Había caminado demasiado… no había ni rastro de su “hermanastra”. No conocía ni su nombre, así que no podía gritar y llamarla por su nombre entre tanto copo de nieve. Ante ese escenario solitario, congelado y sin colores se deprimió aun más, estaba decidido. Iba a ver a su madre esa misma tarde.
Colocó el trineo en la nieve que enfriaba sus pies, subió a él y se impulsó hacia una pendiente a la que no se le veía fin. En cada metro que recorría sobre el trineo iba adquiriendo una velocidad vertiginosa. De pronto se escuchó una voz femenina que le gritaba.
—¡Detente! ¡Vas muy rápido! ¡Frena! ¡Vas hacia un precipicio!
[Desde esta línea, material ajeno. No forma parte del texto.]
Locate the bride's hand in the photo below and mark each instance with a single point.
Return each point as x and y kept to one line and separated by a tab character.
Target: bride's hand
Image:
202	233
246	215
Esteban escuchó esa voz como si alguien le estuviera susurrando al oído, sintió el calor del aliento de esas palabras, pero no quiso detenerse. Quería morir y abrazar a su madre de nuevo. Llegó al fin de la pendiente y se encontró con el precipicio, cayó unos diez metros, quizá menos. Durante su caída, él sentía que volaba, que soñaba, imaginó a su madre y cuando tocó el piso, del golpe quedó inconsciente.
Al cabo de un rato despertó, vio que se encontraba entre nieve blanca y pensó: “¿por qué no estoy muerto, acaso soy como un gato y tengo varias vidas? Yo no sé cuantas vidas me queden pero en este momento sólo me interesa vivirlas todas con ella, volver con mi madre. Esquiar hacia arriba”.